Many viruses like this are species crossovers, usually from domesticated animals. But now there’s a report that the early victims had been handling wild game. That’s inconsistent with the story above, though. I guess they still don’t quite have it nailed down, or else this latest story is a false lead.

A Truly Bellicose Babe

With all respect to Kathy Kinsley, Private First Class Lynch seems to be quite the warrior princess. She apparently received her gunshot wounds while ventilating several Iraqis, shooting until she ran out of ammunition. I’m guessing she only had a thirty-round clip on her M-16.

Note to Islamofascists–our women can beat your men, and they don’t have to strap dynamite to their bellies to do it.

It’s amazing that they let her live. Perhaps it was to torture her to get others to talk. There’s no punishment too harsh for these creatures, though I suspect that most of them received an undeservedly merciful death in the rescue operation.

She’ll get a Purple Heart, but I think she should be up for at least a Bronze Star as well. She deserves the free college education that West Virginia is offering her, but I hope she gets better offers, and set her sights higher than an education degree.

Mini-Sieges

It strikes me that an effective tactic against the Fedayeen who are taking up residence in sacred sites and hospitals is to simply cut them off. We don’t want to lay siege to the city of Baghdad as a whole, because that would be too hard on the civilian population, but there’s no reason that we can’t lay siege to a mosque.

If we can’t get the regime to capitulate quickly, I think the strategy should, and will be the same as in Basra. Go through and disinfect neighborhoods, relying on locals to finger the enemy, and gradually expand liberated areas. If we find enemy holed up and shooting at us, just keep our distance, and starve them out. Eventually they’ll run out of food, water, ammunition, or all of the above, unless they have an extensive tunnelling system with which to resupply from other hideouts. I doubt if they do, but even then, they still have finite supplies. We can maintain the high moral ground as long as we don’t fire back, even in the face of hostile press, at least with the American people.
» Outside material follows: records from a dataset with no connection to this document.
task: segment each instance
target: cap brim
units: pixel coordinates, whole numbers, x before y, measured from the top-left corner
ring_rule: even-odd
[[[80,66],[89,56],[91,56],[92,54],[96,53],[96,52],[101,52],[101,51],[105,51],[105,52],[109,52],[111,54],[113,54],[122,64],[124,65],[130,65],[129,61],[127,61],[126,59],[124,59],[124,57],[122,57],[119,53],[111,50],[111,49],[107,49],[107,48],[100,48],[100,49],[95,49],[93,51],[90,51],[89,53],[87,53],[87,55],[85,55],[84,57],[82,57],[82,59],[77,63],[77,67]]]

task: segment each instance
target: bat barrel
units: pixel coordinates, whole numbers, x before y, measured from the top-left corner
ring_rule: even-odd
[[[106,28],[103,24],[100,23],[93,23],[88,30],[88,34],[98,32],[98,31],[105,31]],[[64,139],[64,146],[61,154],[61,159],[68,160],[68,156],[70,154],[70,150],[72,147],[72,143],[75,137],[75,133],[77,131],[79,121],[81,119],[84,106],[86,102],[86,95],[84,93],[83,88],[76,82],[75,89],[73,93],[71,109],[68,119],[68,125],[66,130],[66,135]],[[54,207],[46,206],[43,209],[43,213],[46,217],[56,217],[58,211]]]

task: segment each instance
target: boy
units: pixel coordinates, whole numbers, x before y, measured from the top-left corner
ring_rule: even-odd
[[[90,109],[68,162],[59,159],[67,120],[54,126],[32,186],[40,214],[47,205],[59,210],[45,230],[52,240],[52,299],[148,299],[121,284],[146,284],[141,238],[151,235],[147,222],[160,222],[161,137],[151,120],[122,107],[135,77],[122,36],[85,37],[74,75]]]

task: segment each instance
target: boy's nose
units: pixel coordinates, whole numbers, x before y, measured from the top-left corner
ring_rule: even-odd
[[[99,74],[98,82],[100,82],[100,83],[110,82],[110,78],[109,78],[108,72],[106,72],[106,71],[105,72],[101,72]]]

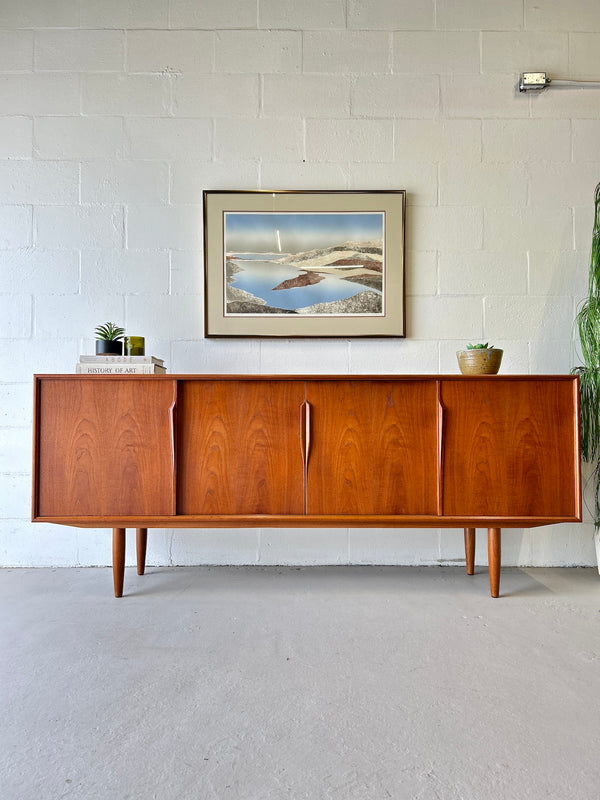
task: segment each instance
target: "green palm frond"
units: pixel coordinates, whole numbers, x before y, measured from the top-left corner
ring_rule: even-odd
[[[575,317],[582,366],[579,376],[581,455],[594,464],[594,524],[600,529],[600,183],[594,193],[594,228],[588,280],[588,296]]]

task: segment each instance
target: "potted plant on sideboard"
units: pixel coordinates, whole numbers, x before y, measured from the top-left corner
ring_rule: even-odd
[[[504,350],[494,345],[468,344],[466,350],[458,350],[456,358],[463,375],[496,375],[500,369]]]
[[[98,325],[94,330],[96,336],[96,355],[97,356],[121,356],[123,355],[123,336],[125,328],[120,328],[112,322]]]
[[[582,364],[579,375],[581,455],[593,467],[594,539],[600,572],[600,183],[594,193],[594,227],[588,294],[575,317]]]

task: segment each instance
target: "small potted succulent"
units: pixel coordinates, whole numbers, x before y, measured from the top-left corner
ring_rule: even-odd
[[[468,344],[466,350],[458,350],[456,357],[463,375],[495,375],[500,369],[504,350],[494,345]]]
[[[98,325],[94,330],[96,335],[96,355],[97,356],[121,356],[123,355],[123,336],[125,328],[120,328],[112,322]]]

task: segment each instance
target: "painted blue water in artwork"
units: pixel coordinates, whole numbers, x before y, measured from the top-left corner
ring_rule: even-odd
[[[256,257],[235,256],[234,263],[242,268],[236,272],[231,285],[236,289],[260,297],[267,305],[295,311],[297,308],[312,306],[315,303],[331,303],[334,300],[346,300],[366,290],[366,286],[352,283],[336,277],[325,276],[312,286],[298,286],[293,289],[277,289],[282,281],[296,278],[305,270],[296,269],[289,264],[277,264],[274,261],[260,261]],[[370,291],[374,291],[371,289]]]

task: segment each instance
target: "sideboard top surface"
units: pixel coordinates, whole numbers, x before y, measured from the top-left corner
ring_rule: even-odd
[[[452,380],[452,381],[578,381],[576,375],[457,375],[455,373],[440,373],[440,374],[377,374],[377,375],[363,375],[363,374],[347,374],[343,375],[336,373],[335,375],[325,374],[298,374],[298,375],[263,375],[252,373],[164,373],[161,375],[144,375],[144,374],[117,374],[117,375],[79,375],[75,373],[38,373],[35,374],[34,380],[82,380],[82,381],[111,381],[111,380],[150,380],[150,381],[179,381],[179,380],[202,380],[202,381],[438,381],[438,380]]]

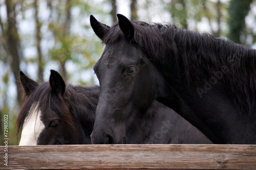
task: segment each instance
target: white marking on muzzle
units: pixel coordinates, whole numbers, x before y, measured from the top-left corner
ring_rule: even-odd
[[[45,125],[40,119],[41,111],[38,109],[38,104],[29,112],[31,111],[33,112],[29,113],[29,116],[24,122],[19,145],[36,145],[39,135],[45,129]]]

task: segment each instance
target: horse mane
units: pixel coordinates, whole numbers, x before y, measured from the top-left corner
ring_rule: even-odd
[[[174,63],[177,76],[184,79],[188,89],[193,85],[198,87],[204,79],[216,78],[217,73],[225,73],[215,85],[222,83],[241,110],[252,112],[255,102],[256,50],[169,24],[131,23],[135,34],[131,42],[142,49],[153,63],[166,64],[162,68]],[[117,42],[123,37],[118,23],[115,22],[102,43]],[[223,72],[223,67],[226,72]]]

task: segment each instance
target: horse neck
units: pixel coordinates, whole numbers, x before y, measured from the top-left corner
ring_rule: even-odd
[[[231,143],[239,127],[254,128],[252,124],[245,125],[241,121],[255,115],[256,51],[199,33],[194,35],[195,41],[189,41],[193,37],[189,35],[191,32],[183,34],[180,38],[168,37],[164,56],[155,64],[169,89],[168,100],[165,96],[158,100],[215,143]],[[181,39],[182,35],[186,39]],[[216,122],[211,124],[203,120],[209,117]],[[219,135],[220,132],[223,134]]]
[[[95,120],[99,87],[68,85],[67,93],[69,99],[67,102],[75,120],[79,136],[83,141],[88,141]]]

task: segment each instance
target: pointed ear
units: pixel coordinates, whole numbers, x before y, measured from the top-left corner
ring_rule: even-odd
[[[30,93],[38,85],[38,83],[29,78],[22,71],[19,71],[19,81],[26,96],[30,94]]]
[[[51,70],[51,75],[49,78],[50,85],[53,91],[57,93],[61,93],[61,95],[65,92],[66,84],[61,76],[59,73],[53,69]]]
[[[134,36],[134,29],[132,23],[123,15],[118,14],[117,16],[121,30],[127,38],[132,39]]]
[[[96,35],[102,40],[103,37],[109,31],[110,27],[97,21],[93,15],[90,16],[90,22]]]

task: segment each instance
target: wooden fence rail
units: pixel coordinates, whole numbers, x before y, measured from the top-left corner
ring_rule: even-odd
[[[8,151],[5,148],[6,147],[0,147],[1,169],[256,169],[256,145],[8,146]]]

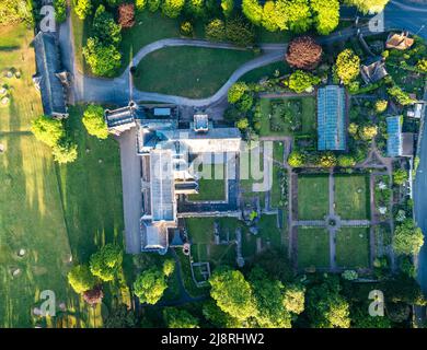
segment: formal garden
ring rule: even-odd
[[[341,268],[369,267],[369,234],[366,228],[341,228],[336,233],[336,264]]]
[[[327,175],[298,176],[298,220],[324,220],[330,212]]]
[[[335,211],[343,220],[370,220],[369,176],[335,175]]]
[[[315,97],[261,98],[259,136],[314,135]]]

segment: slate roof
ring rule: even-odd
[[[318,149],[346,149],[344,88],[327,85],[318,90]]]
[[[402,117],[386,118],[386,153],[389,156],[402,155]]]
[[[34,38],[36,74],[33,80],[42,94],[45,115],[67,117],[65,90],[61,83],[59,48],[51,33],[38,32]]]

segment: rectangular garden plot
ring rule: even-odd
[[[343,220],[370,218],[367,175],[335,176],[335,211]]]
[[[298,229],[298,268],[330,267],[330,233],[325,229]]]
[[[327,175],[298,176],[298,220],[323,220],[327,213]]]
[[[369,267],[369,229],[342,228],[336,233],[336,264],[349,269]]]

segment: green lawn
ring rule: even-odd
[[[369,177],[367,175],[336,175],[335,206],[342,219],[369,219]]]
[[[343,268],[369,267],[369,229],[342,228],[336,233],[336,262]]]
[[[323,220],[327,213],[327,175],[298,176],[298,220]]]
[[[330,234],[325,229],[298,229],[298,267],[330,267]]]
[[[263,243],[270,244],[272,247],[282,248],[281,231],[277,228],[277,215],[262,215],[258,222],[259,237]]]
[[[276,109],[273,105],[276,105]],[[311,135],[315,131],[315,97],[284,97],[261,100],[261,130],[259,136],[295,136]],[[295,119],[300,127],[291,130],[289,121],[284,116]]]
[[[149,54],[139,62],[135,85],[141,91],[208,97],[253,58],[254,54],[245,50],[168,47]]]
[[[224,176],[227,175],[227,167],[224,164],[204,164],[204,167],[205,166],[210,167],[210,171],[208,168],[206,171],[208,172],[206,173],[206,176],[201,175],[198,180],[199,192],[197,195],[188,195],[188,200],[226,200]]]
[[[33,35],[23,25],[0,28],[0,71],[22,71],[20,80],[0,78],[11,88],[11,104],[0,108],[0,328],[34,327],[43,290],[78,303],[66,282],[71,250],[50,150],[28,131],[42,114],[32,84]]]
[[[289,73],[290,67],[285,63],[285,61],[269,63],[249,71],[240,80],[243,80],[247,83],[257,83],[261,79],[274,77],[276,70],[279,71],[280,75]]]

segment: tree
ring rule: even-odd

We may risk whatever hostages they have inside, just as the Palestinians held hostages in the takeover of the Church of the Nativity last year, but at least it’s not the entire civilian population of Baghdad.

In short, I think that the current rules of engagement that restrict us from firing on sacred sites can work, at least over the long run. As long as the monsters are holed up, they have no control over the country or the populace. We can start to rebuild the country, even as we gradually starve out the vermin that have infested it for so long, just as we rebuilt Japan while continuing to find holdouts on Pacific islands for months and years, though I don’t think it will take that long.

Decapitation

Anyone who’s ever butchered chickens will tell tales of how the body will continue to run around the yard, comically (if you’re not a PETA member or a chicken) flapping its wings, after its head has been removed. The body doesn’t die immediately. Similarly, after a snake is beheaded, the body will continue to thrash around for a while.

I think that’s what we’re seeing in Iraq. In other words, the hit on the first night probably was successful, but it’s just taking a while for the regime to quit thrashing.

There’s no evidence that the military is coordinated in any way–most of the action, particularly in the south, seems to be a freelance rearguard thing to keep hope alive as long as possible that somehow the regime will survive. It’s also designed to keep the Ba’athists, cut off from their headquarters in Baghdad and Tikrit, alive as long as possible, because they know they won’t survive the end of the regime. Even if the Americans let them live, there will be lynchings.

This regime is dead, but hasn’t figured it out yet.